Config.Metadata.Format is a configuration module containing over 1,400 string rewrite rules for cleaning, normalizing, and improving the typography of scraped abstract HTML. When abstracts are scraped from sources like arXiv, bioRxiv, PubMed, or PDFs, they contain inconsistent formatting, malformed HTML, LaTeX artifacts, and typographic errors. This module defines the patterns to fix them all.

The rewrites fall into three categories: regex patterns applied before fixed-string rewrites, the fixed-string rewrites themselves (the bulk of the rules), and regex patterns applied after. This three-phase approach allows for order-dependent transformations—for example, removing JEL classification codes before they get incorrectly interpreted as scientific notation.

The module also contains author-cleaning rules (for normalizing author names scraped from PDFs) and blacklists for filtering out junk metadata (like "Adobe InDesign" or "Unknown" that PDF tools sometimes put in author fields). The sheer size of this file reflects years of accumulated edge cases encountered when processing academic papers at scale.


Public API

htmlRewriteFixed :: [(String, String)]

~1,200 fixed string replacements for HTML cleanup. Applied as simple find-and-replace operations.

Used by: Metadata.Format via replaceMany Examples:

  • ("</p></p>", "</p>") — collapse double close tags
  • (" -- ", "—") — convert ASCII dashes to em-dashes
  • ("<jats:p>", "<p>") — normalize JATS XML to standard HTML

htmlRewriteRegexpBefore :: [(String, String)]

Regex patterns applied before fixed-string rewrites. Currently contains 2 rules.

Used by: Metadata.Format via sedMany Example: ("\\(JEL [A-Z][0-9][0-9]+\\)\\.?", "") — remove JEL classification codes

htmlRewriteRegexpAfter :: [(String, String)]

~140 regex patterns applied after fixed-string rewrites.

Used by: Metadata.Format via sedMany Examples:

  • ("from ([0-9\\.]+) to ([0-9\\.]+)", "\\1 → \\2") — "from 8 to 256" → "8 → 256"
  • ("([0-9]+)[ -]fold", "\\1×") — "10-fold" → "10×"

htmlRewriteTestCases :: [(String, String)]

Test cases for verifying rewrite correctness.

Used by: Test.hs

cleanAuthorsRegexps :: [(String, String)]

Regex patterns for normalizing author name formatting.

Used by: Metadata.Author Examples:

  • ("([A-Z]\\.)([A-Za-z]+)", "\\1 \\2") — "A.Smith" → "A. Smith"
  • ("^([A-Z][a-z]+), ([A-Z]\\.)$", "\\2 \\1") — "Smith, J." → "J. Smith"

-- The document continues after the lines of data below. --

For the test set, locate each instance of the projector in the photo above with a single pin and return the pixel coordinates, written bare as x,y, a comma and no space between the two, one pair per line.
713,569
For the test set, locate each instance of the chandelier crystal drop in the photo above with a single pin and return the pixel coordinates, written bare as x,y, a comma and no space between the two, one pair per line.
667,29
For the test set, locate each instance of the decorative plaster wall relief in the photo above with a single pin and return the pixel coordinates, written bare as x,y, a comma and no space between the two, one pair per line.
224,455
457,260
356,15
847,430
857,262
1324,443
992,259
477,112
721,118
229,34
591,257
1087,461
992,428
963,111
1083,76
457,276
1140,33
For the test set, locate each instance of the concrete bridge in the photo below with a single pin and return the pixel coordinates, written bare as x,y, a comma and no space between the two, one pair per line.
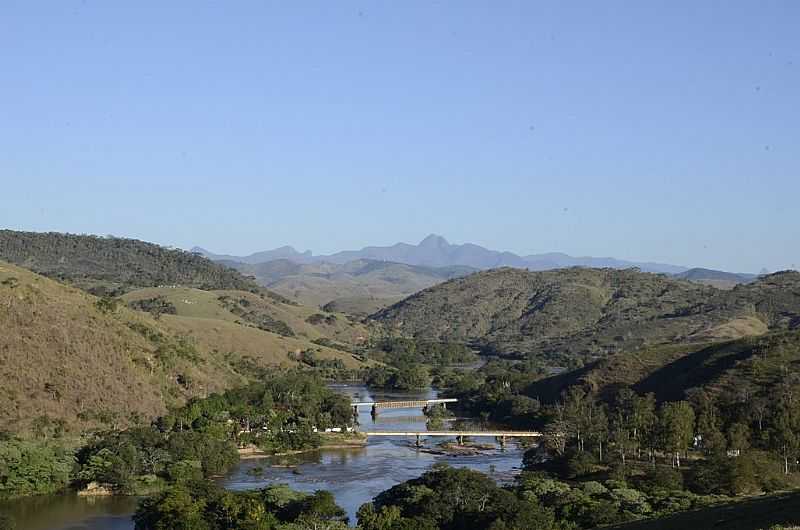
500,436
412,404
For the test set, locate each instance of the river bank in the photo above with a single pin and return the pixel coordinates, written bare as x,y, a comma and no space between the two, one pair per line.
331,441
353,471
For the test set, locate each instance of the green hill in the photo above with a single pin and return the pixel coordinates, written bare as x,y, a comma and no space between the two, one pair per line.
110,264
758,513
591,313
745,366
358,287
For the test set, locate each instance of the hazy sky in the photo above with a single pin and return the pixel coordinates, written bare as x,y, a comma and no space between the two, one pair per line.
653,130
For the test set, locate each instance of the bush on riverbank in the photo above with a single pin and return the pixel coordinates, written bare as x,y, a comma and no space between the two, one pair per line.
205,506
33,467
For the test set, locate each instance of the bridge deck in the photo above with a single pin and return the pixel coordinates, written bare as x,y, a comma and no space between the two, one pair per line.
493,434
414,403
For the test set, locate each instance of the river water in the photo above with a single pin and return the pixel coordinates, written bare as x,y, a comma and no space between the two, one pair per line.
354,476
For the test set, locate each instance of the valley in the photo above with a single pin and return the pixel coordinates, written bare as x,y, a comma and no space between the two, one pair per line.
141,370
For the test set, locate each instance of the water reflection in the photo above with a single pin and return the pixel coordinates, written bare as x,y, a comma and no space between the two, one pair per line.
353,475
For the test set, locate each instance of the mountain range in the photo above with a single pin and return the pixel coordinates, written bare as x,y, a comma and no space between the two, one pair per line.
436,251
581,313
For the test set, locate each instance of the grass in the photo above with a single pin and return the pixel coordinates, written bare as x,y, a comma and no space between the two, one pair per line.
68,363
751,514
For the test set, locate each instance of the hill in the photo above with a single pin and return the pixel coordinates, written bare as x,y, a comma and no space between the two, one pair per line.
759,513
114,265
718,279
357,287
737,367
588,313
71,360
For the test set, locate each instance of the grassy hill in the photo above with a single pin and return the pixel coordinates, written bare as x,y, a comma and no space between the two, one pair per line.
71,360
109,264
251,310
744,366
590,313
358,287
753,514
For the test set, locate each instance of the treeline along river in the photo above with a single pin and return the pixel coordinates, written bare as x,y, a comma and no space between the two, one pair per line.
353,475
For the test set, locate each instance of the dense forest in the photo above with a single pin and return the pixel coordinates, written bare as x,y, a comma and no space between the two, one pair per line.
199,439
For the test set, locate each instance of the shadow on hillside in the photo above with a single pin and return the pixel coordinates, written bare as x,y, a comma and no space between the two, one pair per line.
696,369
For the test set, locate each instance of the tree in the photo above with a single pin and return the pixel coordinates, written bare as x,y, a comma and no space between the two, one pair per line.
676,422
738,437
785,426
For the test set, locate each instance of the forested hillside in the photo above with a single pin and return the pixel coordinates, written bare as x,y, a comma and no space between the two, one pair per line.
587,313
114,265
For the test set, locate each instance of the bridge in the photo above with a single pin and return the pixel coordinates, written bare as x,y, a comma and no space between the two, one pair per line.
500,436
412,404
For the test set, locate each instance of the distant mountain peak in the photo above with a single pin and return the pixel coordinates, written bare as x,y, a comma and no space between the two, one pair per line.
435,251
434,241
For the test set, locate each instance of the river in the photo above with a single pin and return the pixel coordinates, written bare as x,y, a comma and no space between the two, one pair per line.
354,476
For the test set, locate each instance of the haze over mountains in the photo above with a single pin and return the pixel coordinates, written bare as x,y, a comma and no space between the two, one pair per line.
436,251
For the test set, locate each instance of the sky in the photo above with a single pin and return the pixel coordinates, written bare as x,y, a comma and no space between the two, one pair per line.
657,130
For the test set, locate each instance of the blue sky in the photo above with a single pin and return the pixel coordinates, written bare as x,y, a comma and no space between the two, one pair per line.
655,130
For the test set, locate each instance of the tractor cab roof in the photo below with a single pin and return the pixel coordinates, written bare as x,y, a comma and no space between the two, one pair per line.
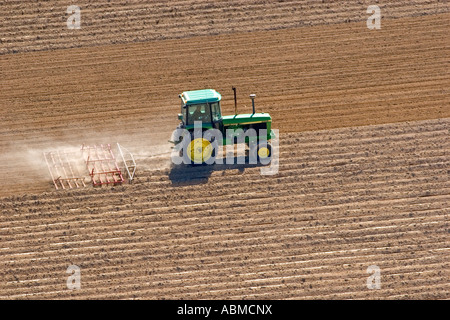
200,96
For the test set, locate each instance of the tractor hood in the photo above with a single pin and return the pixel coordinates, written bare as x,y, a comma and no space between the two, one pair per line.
246,118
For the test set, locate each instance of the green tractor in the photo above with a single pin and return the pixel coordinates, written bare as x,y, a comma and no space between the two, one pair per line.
200,109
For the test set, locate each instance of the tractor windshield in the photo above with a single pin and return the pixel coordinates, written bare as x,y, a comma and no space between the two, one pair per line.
199,112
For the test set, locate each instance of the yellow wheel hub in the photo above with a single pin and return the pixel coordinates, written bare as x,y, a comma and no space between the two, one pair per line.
263,152
200,150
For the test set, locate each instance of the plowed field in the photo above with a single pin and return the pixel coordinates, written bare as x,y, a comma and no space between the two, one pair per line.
364,151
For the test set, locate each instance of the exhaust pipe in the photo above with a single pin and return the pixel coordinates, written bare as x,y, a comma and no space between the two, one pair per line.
235,101
253,96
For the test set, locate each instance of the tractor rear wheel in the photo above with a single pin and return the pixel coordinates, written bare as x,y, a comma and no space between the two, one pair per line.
262,152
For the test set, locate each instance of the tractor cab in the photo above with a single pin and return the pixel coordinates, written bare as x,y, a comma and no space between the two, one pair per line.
201,105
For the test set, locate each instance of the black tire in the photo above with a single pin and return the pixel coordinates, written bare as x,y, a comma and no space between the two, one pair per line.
186,158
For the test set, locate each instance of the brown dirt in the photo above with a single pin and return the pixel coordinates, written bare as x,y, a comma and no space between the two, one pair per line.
345,198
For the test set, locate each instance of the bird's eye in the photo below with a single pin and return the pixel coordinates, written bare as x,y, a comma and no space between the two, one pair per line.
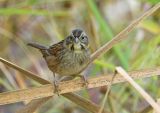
82,37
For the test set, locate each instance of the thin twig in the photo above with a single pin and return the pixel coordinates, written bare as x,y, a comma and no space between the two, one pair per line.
145,95
33,105
107,93
25,72
73,85
122,35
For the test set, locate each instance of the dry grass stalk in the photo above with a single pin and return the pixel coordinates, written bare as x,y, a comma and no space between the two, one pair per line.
106,95
25,72
158,102
145,95
36,103
88,105
74,85
122,35
33,105
119,37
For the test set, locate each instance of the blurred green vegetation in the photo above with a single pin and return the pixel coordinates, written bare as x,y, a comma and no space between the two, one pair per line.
49,21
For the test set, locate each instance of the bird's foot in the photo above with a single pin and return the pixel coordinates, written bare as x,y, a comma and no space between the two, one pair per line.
56,87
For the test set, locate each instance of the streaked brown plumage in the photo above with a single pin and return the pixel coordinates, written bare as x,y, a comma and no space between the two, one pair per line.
69,56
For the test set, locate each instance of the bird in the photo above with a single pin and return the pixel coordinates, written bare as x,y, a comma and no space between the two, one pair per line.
67,57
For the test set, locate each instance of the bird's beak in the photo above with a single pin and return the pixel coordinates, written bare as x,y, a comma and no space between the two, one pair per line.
77,45
76,40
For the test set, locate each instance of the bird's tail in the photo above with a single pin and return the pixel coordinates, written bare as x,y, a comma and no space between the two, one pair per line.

cleanAuthorsFixedRewrites :: [(String, String)]

Fixed string replacements for author name cleanup.

Used by: Metadata.Author Examples: Remove degree suffixes like " PhD", " MD", " M.Sc.", etc.

filterMetaBadSubstrings :: [String]

Substrings that indicate junk metadata to filter out.

Used by: Metadata.Format via filterMeta Examples: "Adobe", "Microsoft", "Unknown", "LaTeX", "pdftk"

filterMetaBadWholes :: [String]

Exact strings that indicate junk metadata.

Examples: "user", "Owner", "Admin", "template"

balancedBracketTestCases :: [(String, String)]

Test cases for bracket-balancing validation.

printDoubleTests :: [(Double, Int, String)]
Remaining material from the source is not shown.